We have provided those charged with governance with a statement that we have complied with the ethical and independence requirements applicable in Italy, and we have communicated them all matters that may reasonably be thought to bear on our independence, and where applicable, the actions taken to eliminate relevant risks or the safeguard measures applied.
From the matters communicated with those charged with governance, we have determined those matters that were of most significance in the audit of the financial statements of the current period and are therefore the key audit matters. We have described these matters in our auditor's report.
The shareholders of Fine Foods & Pharmaceuticals N.T.M. S.p.A., in the general meeting held on 30 April 2020, engaged us to perform the audits of the financial statements for each of the years ending 31 December 2020 to 31 December 2028.
We declare that we have not provided prohibited non-audit services, referred to article 5, par. 1, of EU Regulation n. 537/2014, and that we have remained independent of the Company in conducting the audit.
We confirm that the opinion on the financial statements included in this report is consistent with the content of the additional report to the audit committee (Collegio Sindacale) in their capacity as audit committee, prepared pursuant to article 11 of the EU Regulation n. 537/2014.
The Directors of Fine Foods & Pharmaceuticals N.T.M. S.p.A. are responsible for applying the provisions of the European Commission Delegated Regulations (EU) 2019/815 for the regulatory technical standards on the specification of a single electronic reporting format (ESEF – European Single Electronic Format) (the "Delegated Regulation") to the financial statements as of 31 December 2024, to be included in the annual financial report.
We have performed the procedures under the auditing standard SA Italia n. 700B, in order to express an opinion on the compliance of the financial statements as at 31 December 2024 with the provisions of the Delegated Regulation.
In our opinion, the financial statements as at 31 December 2024 have been prepared in the XHTML format in compliance with the provisions of the Delegated Regulation.
Opinion and statement pursuant to article 14, paragraph 2, subparagraph e), e-bis) and e-ter) of Legislative Decree n. 39 dated 27 January 2010 and pursuant to article 123-bis, paragraph 4, of Legislative Decree n. 58, dated 24 February 1998
The Directors of Fine Foods & Pharmaceuticals N.T.M. S.p.A. are responsible for the preparation of the Report on Operations and of the Report on Corporate Governance and Ownership Structure of Fine Foods & Pharmaceuticals N.T.M. S.p.A. as at 31 December 2024, including their consistency with the related financial statements and their compliance with the applicable laws and regulations.

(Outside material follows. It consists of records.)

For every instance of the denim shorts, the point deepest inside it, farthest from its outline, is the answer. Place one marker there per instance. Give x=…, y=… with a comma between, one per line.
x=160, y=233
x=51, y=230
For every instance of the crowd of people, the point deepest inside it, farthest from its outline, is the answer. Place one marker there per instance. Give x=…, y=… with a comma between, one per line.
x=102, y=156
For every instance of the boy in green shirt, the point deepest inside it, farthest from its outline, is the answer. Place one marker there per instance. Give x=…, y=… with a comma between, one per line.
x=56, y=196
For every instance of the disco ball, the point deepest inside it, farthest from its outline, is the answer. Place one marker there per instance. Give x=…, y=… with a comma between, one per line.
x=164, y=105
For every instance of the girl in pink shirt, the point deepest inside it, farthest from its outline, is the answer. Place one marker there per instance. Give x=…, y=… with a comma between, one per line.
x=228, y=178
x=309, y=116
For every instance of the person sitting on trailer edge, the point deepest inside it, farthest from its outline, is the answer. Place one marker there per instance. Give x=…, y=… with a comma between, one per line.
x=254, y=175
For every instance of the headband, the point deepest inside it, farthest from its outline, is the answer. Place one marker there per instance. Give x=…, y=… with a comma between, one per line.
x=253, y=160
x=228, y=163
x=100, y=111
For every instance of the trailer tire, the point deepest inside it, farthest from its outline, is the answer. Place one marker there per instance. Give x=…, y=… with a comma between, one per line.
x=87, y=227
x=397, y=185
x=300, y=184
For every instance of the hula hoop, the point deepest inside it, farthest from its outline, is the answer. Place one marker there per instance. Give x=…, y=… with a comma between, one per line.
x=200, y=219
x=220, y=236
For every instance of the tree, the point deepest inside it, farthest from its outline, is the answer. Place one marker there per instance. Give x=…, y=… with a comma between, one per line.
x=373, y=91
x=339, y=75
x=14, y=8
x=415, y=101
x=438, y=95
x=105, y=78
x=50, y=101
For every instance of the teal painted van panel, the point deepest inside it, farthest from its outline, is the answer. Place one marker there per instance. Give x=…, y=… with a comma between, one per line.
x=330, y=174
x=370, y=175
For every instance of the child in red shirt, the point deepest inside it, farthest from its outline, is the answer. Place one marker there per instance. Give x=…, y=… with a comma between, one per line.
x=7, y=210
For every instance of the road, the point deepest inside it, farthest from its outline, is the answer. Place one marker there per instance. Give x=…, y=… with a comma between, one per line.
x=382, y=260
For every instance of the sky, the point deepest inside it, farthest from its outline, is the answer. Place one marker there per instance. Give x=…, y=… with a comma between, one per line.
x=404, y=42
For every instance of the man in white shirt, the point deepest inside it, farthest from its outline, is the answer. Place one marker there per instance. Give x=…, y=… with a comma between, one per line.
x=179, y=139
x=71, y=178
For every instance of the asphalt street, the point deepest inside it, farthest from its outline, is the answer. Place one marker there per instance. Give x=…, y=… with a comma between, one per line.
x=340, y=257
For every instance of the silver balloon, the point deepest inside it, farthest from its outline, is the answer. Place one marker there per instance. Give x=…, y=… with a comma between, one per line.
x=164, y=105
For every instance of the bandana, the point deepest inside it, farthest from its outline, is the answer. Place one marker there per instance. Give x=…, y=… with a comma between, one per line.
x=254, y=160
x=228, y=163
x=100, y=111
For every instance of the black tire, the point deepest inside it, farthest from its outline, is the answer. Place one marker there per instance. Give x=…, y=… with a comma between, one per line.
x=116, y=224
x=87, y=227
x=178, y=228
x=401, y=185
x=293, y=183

We have performed the procedures required under audit standard SA Italia n. 720B, in order to:
In our opinion, the Report on Operations and the specific information contained in the Report on Corporate Governance and Ownership Structure pursuant article n. 123-bis, paragraph 4, of Legislative Decree n. 58, dated 24 February 1998, are consistent with the financial statements of Fine Foods & Pharmaceuticals N.T.M. S.p.A. as at 31 December 2024.
Furthermore, in our opinion, the Report on Operations and the specific information contained in the Report on Corporate Governance and Ownership Structure pursuant article n. 123-bis, paragraph 4, of Legislative Decree n. 58, dated 24 February 1998, comply with the applicable laws and regulations.
With reference to the statement required by art. 14, paragraph 2, subparagraph e-ter), of Legislative Decree n. 39, dated 27 January 2010, based on our knowledge and understanding of the entity and its environment obtained through our audit, we have no matters to report.
Bergamo, 24 March 2025
EY S.p.A. Signed by: Marco Malaguti, Auditor
As disclosed by the Directors on page 8, the accompanying financial statements of Fine Foods & Pharmaceuticals N.T.M. S.p.A. constitute a non-official version which is not compliant with the provisions of the Commission Delegated Regulation (EU) 2019/815. This independent auditor's report has been translated into the English language solely for the convenience of international readers. Accordingly, only the original text in Italian language is authoritative.